Mortgage apps slip again following rebound

Refinance applications saw an increase in their share of overall activity

Mortgage apps slip again following rebound

Applications for mortgages declined during the week ending July 13, as applications for refinances recorded a larger share of overall activity, according to the Weekly Mortgage Applications Survey released by the Mortgage Bankers Association.

The Market Composite Index, a measure of mortgage loan application volume, fell 2.5% on a seasonally adjusted basis and increased 22% on an unadjusted basis compared with the previous period. Previous results included an adjustment for the Fourth of July holiday.

The Refinance Index rose 2%. The Purchase Index decreased 5% on a seasonally adjusted basis and increased 19% on an unadjusted basis. The unadjusted Purchase Index was 1% higher compared to the same period in 2017.

Applications for refinances took a bigger share of overall activity during the period at 36.5% from 34.8% in the prior survey.

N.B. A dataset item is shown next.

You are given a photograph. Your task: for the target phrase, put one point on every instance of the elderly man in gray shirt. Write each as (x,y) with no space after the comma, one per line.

The adjustable-rate mortgage (ARM) share decreased to 6.1% of total applications.

FHA applications accounted for 10.6%, up from 10%. The VA share decreased to 10.2% from 11.3%. Applications for USDA loans made up 0.7% of activity, down from 0.8%.

Changes in average contract interest rates for the various mortgage types were mixed during the period.

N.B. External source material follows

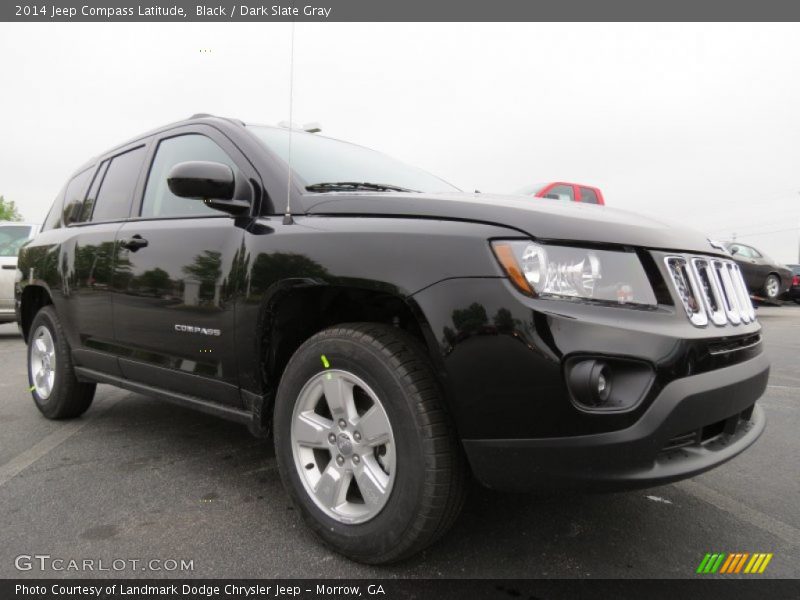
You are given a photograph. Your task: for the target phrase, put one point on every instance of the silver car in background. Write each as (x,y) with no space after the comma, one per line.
(12,236)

The 30-year fixed-rate mortgage with conforming loan balances posted a 4.77% average rate, up from 4.76%, with points increasing to 0.46 from 0.43 for 80% loan-to-value ratio loans. Rates for the 30-year fixed-rate mortgage with jumbo loan balances decreased to 4.66% from 4.68%, with points increasing to 0.30 from 0.24.

Rates for the 30-year fixed-rate mortgages backed by the FHA averaged 4.78%, down from 4.8%, with points decreasing to 0.69 from 0.75. The average for 15-year fixed-rate mortgages increased to 4.22% from 4.18%, with points decreasing to 0.42 from 0.46. 5/1 ARMs posted a 4.12% average, down from 4.13%, with points increasing to 0.39 from 0.36.